Mental illness in the global farming industry
More than one farmer a week in the UK dies by suicide, but this is part of a wider, worrying trend. Farmers across the world take their lives at such alarming rates.
The U.S. farmer suicides rates are just under two times that of the general population. In the U.K. one farmer a week commits suicide.
In China, farmers are killing themselves daily to protest the government taking over their prime agricultural lands for urbanization. In France, a farmer dies by suicide every two days. Australia reports one farmer suicides every four days.
India yearly reports more than 17,627 farmer suicides, with more than 270,000 Indian farmers taking their own life since 1995.
The suicide death rate for farmers in the USA was more than double that of military veterans. This, however, could be an underestimate, as the data collected skipped several major agricultural states, including Iowa. Experts add that the farmer suicide rate might be higher, because an unknown number of farmers disguise their suicides as farm accidents. Data also suggested that the suicide rate for agricultural workers in 17 states was nearly five times higher compared with that in the general population.
Sowing Seeds of Hope (SSOH), which began in Wisconsin, connected uninsured and underinsured farmers in seven midwestern states to affordable behavioural health services. For 14 years, the organization fielded approximately a half-million telephone calls from farmers, trained over 10,000 rural behavioural health professionals, and provided subsidized behavioural health resources to over 100,000 farm families. In 2014, the federal funding that supported Sowing Seeds of Hope came to an end, and the program was shuttered.

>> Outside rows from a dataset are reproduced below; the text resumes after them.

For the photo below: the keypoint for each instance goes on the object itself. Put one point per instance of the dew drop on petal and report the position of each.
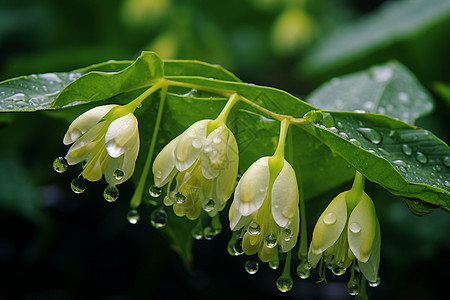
(271, 240)
(158, 218)
(354, 227)
(60, 164)
(284, 284)
(329, 218)
(209, 206)
(111, 193)
(154, 191)
(251, 266)
(304, 269)
(133, 216)
(254, 228)
(78, 185)
(180, 198)
(118, 174)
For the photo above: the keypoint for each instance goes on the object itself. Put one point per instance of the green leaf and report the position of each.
(33, 92)
(97, 86)
(392, 23)
(389, 89)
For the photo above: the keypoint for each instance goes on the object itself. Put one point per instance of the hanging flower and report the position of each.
(266, 206)
(108, 138)
(348, 229)
(204, 159)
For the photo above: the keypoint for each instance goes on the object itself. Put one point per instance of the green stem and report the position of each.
(137, 197)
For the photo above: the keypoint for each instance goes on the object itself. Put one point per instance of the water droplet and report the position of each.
(304, 269)
(285, 284)
(353, 287)
(197, 233)
(111, 193)
(118, 174)
(60, 164)
(179, 198)
(376, 282)
(420, 157)
(209, 233)
(356, 142)
(196, 143)
(238, 247)
(287, 234)
(251, 266)
(407, 150)
(209, 206)
(158, 218)
(446, 161)
(338, 270)
(401, 165)
(271, 240)
(354, 227)
(133, 216)
(154, 191)
(329, 218)
(78, 185)
(371, 134)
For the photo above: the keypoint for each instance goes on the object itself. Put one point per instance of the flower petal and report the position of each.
(214, 152)
(285, 196)
(330, 224)
(119, 134)
(85, 121)
(164, 164)
(190, 145)
(362, 226)
(252, 188)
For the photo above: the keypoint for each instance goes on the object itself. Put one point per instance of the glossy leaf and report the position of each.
(389, 89)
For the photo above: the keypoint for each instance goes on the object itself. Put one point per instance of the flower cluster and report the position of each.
(204, 161)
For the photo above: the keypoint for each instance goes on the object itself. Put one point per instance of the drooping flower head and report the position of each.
(204, 161)
(108, 138)
(348, 229)
(265, 205)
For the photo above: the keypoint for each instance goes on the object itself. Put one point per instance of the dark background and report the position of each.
(58, 245)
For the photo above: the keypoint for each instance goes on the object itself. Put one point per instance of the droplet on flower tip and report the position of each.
(254, 228)
(118, 174)
(354, 227)
(284, 284)
(60, 164)
(375, 283)
(304, 269)
(271, 240)
(209, 233)
(111, 193)
(338, 270)
(133, 216)
(353, 287)
(158, 218)
(154, 191)
(251, 266)
(78, 185)
(287, 234)
(180, 198)
(197, 233)
(330, 218)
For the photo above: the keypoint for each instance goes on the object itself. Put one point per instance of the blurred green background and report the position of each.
(58, 245)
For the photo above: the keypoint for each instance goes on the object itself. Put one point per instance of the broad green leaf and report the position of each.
(388, 89)
(33, 92)
(96, 86)
(392, 23)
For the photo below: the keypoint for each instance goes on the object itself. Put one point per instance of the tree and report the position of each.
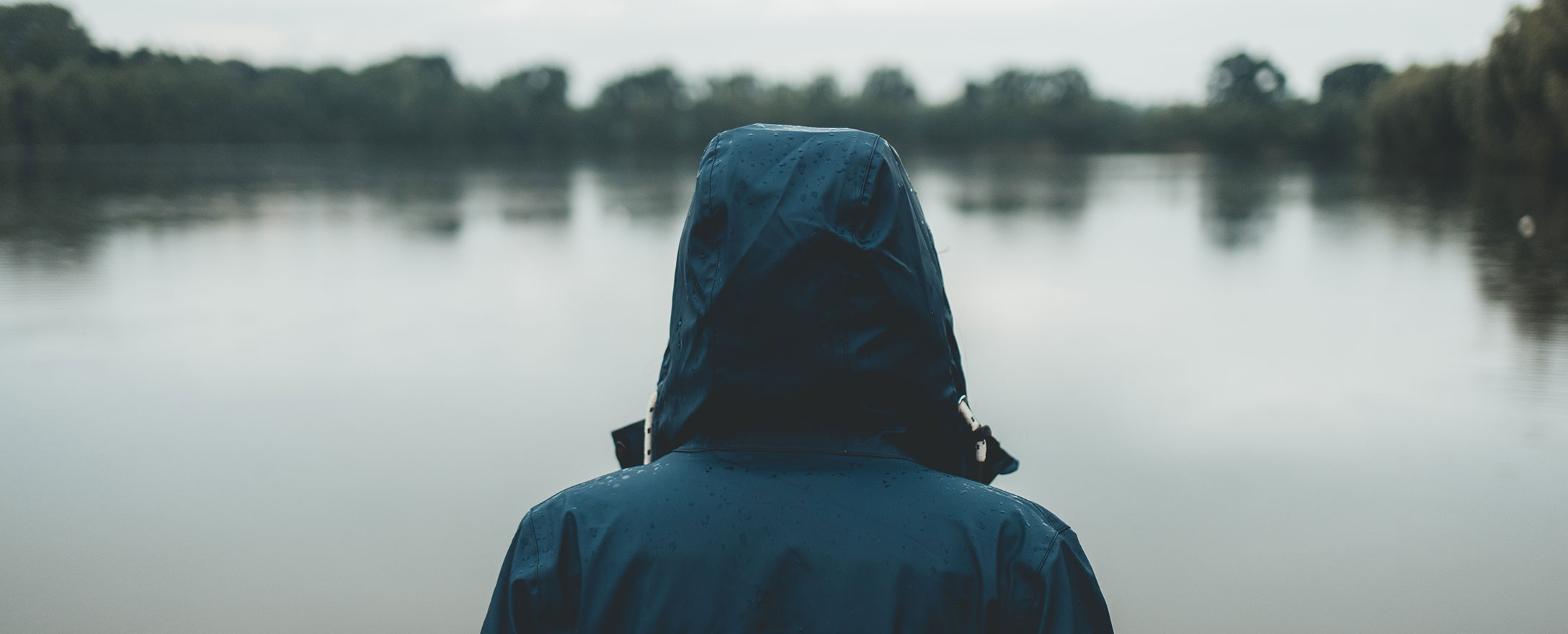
(41, 35)
(1241, 79)
(1353, 82)
(649, 107)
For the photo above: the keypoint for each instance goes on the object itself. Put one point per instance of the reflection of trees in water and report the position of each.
(653, 186)
(1021, 181)
(1239, 200)
(55, 206)
(1529, 275)
(537, 190)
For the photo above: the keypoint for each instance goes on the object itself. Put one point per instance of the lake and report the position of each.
(316, 388)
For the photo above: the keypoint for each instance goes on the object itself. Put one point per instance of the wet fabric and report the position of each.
(809, 467)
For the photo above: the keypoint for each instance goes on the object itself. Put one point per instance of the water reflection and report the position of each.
(292, 347)
(1526, 274)
(1018, 182)
(649, 187)
(1239, 200)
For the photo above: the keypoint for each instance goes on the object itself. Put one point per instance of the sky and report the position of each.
(1141, 50)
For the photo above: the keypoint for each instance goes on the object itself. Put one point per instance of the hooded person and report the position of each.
(809, 460)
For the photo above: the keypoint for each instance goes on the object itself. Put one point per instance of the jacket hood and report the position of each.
(808, 300)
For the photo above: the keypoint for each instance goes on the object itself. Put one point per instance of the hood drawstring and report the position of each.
(648, 430)
(974, 426)
(623, 446)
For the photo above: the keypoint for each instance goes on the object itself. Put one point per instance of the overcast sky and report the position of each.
(1144, 50)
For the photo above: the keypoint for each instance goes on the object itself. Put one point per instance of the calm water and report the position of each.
(261, 391)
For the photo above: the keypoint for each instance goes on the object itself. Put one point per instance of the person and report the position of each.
(811, 463)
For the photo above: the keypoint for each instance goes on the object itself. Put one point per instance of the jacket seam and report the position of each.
(792, 451)
(1040, 568)
(866, 177)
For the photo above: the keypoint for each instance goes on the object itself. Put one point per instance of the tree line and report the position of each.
(57, 86)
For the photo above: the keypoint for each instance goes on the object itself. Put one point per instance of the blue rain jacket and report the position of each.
(809, 470)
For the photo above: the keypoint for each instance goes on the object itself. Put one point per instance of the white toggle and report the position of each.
(974, 426)
(648, 430)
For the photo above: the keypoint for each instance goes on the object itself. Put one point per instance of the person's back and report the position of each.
(809, 465)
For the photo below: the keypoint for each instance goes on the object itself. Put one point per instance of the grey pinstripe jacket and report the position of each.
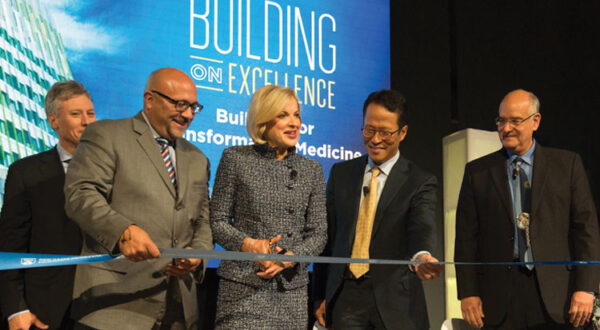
(257, 196)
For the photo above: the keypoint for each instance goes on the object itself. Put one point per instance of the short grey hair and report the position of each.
(62, 91)
(534, 103)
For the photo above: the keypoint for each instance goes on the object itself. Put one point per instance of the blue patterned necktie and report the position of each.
(522, 197)
(166, 155)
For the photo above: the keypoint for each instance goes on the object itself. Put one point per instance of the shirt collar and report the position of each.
(527, 157)
(154, 132)
(63, 155)
(387, 166)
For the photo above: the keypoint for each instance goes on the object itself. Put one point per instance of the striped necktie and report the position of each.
(166, 155)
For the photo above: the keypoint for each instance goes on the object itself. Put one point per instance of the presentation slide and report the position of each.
(331, 53)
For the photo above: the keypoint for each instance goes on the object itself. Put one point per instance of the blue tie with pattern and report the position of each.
(166, 155)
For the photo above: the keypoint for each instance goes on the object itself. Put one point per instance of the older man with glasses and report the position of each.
(135, 185)
(526, 203)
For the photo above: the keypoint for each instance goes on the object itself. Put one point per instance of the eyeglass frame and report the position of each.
(498, 119)
(380, 132)
(196, 107)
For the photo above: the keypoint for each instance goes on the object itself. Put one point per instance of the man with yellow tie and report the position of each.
(380, 206)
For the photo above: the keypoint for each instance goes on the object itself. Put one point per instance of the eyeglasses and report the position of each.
(369, 132)
(514, 122)
(181, 105)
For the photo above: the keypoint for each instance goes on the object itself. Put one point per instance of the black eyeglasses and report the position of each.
(181, 105)
(514, 121)
(370, 132)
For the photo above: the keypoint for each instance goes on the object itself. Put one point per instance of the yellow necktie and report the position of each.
(364, 226)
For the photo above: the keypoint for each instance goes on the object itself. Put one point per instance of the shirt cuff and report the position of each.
(414, 258)
(17, 313)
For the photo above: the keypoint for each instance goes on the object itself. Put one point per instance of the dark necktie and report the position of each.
(522, 197)
(166, 155)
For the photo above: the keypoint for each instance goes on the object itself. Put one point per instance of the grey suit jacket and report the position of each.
(257, 196)
(117, 178)
(563, 227)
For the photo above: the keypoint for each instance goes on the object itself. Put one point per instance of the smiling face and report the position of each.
(168, 122)
(379, 118)
(283, 131)
(73, 117)
(518, 139)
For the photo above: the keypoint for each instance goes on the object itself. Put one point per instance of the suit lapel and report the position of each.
(499, 175)
(539, 173)
(182, 169)
(51, 165)
(353, 185)
(150, 147)
(393, 184)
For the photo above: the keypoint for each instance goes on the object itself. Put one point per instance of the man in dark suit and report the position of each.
(378, 206)
(135, 185)
(33, 217)
(526, 202)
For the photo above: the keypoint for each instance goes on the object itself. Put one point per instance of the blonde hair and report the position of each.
(266, 103)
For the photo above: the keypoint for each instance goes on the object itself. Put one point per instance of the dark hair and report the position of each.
(391, 100)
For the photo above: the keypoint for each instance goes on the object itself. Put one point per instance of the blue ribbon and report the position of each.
(11, 260)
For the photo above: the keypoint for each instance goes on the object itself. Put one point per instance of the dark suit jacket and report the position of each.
(33, 220)
(404, 224)
(564, 226)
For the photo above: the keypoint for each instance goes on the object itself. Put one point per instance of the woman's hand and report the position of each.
(260, 246)
(277, 266)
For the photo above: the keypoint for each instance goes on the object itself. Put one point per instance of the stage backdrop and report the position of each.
(332, 53)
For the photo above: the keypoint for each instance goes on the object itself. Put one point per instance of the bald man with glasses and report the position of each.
(135, 185)
(526, 202)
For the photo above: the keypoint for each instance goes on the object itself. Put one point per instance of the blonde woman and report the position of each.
(267, 198)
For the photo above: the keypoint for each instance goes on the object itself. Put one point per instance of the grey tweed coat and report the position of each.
(257, 196)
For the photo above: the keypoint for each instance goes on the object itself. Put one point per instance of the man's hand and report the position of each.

For decades now, farming in India has been blighted by drought, small plot sizes, a depleting water table, declining productivity and lack of modernisation. Half of its people work in farms, but farming contributes only 15% to India’s GDP.
Put simply, farms employ a lot of people but produce too little. And whilst drought is a common issue, the other extreme also has a negative effect. Monsoons can lead to a crop glut, with the surplus prompting prices to nosedive.

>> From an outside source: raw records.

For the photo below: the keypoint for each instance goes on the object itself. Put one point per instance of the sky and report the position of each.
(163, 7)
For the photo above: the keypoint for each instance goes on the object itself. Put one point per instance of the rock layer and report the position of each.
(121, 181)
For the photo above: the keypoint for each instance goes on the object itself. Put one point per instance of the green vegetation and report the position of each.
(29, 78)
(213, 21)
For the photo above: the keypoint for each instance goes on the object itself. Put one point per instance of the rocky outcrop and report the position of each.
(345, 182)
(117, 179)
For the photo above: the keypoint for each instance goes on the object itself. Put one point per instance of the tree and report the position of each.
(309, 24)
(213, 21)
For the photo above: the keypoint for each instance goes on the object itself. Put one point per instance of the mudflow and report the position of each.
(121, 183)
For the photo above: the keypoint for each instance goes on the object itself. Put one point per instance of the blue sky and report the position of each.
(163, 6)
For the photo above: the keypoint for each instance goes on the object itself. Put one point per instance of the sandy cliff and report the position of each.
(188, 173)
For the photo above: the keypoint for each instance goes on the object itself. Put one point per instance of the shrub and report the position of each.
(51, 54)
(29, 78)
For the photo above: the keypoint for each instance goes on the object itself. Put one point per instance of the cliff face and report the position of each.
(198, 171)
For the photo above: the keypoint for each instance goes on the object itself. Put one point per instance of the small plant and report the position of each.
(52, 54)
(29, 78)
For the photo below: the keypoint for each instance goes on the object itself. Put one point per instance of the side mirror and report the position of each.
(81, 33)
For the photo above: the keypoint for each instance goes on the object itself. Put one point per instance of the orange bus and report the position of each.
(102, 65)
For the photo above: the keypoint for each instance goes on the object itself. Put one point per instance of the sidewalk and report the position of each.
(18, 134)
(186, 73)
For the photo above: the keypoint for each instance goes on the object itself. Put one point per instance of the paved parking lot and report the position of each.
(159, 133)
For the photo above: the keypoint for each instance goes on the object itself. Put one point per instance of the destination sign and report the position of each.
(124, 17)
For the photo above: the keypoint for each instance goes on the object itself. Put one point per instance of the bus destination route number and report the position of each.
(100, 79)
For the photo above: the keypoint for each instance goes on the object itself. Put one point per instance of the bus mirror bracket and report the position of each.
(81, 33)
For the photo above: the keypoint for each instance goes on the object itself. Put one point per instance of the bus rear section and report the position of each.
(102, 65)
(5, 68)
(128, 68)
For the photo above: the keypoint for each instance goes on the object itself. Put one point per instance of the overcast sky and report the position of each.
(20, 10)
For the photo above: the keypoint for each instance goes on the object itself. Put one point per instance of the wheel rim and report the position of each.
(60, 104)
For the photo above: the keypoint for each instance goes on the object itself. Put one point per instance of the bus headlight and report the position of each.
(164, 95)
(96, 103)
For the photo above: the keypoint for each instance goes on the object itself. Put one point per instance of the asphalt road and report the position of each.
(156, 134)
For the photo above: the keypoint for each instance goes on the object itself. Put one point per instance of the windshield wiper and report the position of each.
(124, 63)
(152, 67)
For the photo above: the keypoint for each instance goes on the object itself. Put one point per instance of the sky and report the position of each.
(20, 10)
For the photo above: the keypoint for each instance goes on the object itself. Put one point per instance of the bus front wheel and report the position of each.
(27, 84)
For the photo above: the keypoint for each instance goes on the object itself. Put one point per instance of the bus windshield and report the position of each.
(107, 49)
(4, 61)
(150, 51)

Another issue with having a bumper harvest is the limitations of agricultural infrastructure in the country. For example, India is one of the world’s biggest onion producers. The vegetable is 85% water and loses weight quickly, and when stored on concrete covered by tarpaulin, and weather is favourable, 3-5% of the stored crop is wasted in storage.

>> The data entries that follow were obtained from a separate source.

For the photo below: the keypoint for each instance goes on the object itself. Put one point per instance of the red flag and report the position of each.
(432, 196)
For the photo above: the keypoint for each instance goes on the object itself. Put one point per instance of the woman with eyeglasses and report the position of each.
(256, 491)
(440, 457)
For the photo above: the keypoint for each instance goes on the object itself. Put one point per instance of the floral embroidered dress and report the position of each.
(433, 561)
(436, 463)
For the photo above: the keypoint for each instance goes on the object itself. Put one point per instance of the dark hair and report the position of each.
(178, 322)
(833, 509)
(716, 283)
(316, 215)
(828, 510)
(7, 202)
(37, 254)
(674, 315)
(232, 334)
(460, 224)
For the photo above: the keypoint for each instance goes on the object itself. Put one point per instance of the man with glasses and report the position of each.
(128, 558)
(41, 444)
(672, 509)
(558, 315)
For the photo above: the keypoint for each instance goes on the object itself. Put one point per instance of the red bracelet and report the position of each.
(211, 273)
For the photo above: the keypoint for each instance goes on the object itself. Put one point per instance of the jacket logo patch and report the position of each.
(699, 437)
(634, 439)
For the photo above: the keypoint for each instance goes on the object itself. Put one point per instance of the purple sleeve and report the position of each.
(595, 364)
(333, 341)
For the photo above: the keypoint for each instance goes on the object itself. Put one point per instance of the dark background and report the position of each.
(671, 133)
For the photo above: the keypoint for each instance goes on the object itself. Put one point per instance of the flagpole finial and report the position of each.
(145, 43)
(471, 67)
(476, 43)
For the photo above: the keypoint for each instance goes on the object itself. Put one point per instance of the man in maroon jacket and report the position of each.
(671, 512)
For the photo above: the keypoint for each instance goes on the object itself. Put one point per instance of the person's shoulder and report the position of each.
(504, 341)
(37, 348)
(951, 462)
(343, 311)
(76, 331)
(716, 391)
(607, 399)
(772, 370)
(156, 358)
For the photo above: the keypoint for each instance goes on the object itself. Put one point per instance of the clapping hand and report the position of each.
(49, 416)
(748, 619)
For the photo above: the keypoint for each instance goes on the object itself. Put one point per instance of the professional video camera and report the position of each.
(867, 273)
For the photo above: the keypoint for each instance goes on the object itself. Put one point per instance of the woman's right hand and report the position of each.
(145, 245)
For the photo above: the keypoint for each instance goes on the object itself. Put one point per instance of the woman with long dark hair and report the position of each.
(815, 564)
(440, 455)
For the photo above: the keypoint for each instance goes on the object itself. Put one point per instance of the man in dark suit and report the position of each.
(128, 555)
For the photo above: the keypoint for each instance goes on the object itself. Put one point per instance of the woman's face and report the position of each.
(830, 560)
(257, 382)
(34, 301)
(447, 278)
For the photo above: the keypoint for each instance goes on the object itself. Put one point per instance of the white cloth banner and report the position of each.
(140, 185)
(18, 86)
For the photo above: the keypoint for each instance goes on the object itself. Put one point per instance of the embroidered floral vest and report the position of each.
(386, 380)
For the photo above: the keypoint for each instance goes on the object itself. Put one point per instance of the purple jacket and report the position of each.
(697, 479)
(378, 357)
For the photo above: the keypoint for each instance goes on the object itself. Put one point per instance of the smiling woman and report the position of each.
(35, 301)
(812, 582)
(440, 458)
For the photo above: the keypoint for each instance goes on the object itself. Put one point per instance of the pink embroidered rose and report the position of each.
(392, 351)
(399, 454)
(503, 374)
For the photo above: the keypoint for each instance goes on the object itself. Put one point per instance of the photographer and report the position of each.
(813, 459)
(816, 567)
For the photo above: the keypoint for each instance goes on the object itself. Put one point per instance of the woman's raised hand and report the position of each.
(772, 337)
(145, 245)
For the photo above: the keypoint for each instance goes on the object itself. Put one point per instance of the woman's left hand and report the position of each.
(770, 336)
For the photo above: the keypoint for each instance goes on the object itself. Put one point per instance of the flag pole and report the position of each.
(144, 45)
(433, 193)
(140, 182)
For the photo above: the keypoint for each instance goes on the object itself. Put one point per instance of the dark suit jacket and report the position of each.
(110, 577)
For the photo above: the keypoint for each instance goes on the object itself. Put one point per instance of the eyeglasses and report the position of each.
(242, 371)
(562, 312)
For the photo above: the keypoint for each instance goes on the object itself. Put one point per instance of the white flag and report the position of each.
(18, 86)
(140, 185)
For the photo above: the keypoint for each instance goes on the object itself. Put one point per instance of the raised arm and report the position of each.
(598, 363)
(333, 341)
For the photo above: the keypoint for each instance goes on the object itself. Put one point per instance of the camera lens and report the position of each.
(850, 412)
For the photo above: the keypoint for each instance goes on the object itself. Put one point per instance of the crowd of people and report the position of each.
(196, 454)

Should temperatures rise however, 25-30% of the stored crop could be wasted. In a modern cold storage, however, onions can be stored in wooden boxes at 4C, with crop wastage at less than 5%. But India just doesn’t have enough cold storages, with the 7,000 sites mostly in the north of the country. Secondly, not enough food processing is taking place.
Once again, onion bulbs can be dehydrated to prevent them from perishing early, yet currently less than 5% of India’s fruit and vegetables is processed. Storage costs about a rupee (less than a US cent) for every kilogram of onion a month. Farmers demand waivers on loans and higher prices for their crops.
Whilst there are unavoidable aspects of the farming industry that can prompt social isolation and impact the mental welfare of farmers, often there is more that can be done to protect the economic viability of the industry, and alleviate some of the pressures experienced by agricultural workers.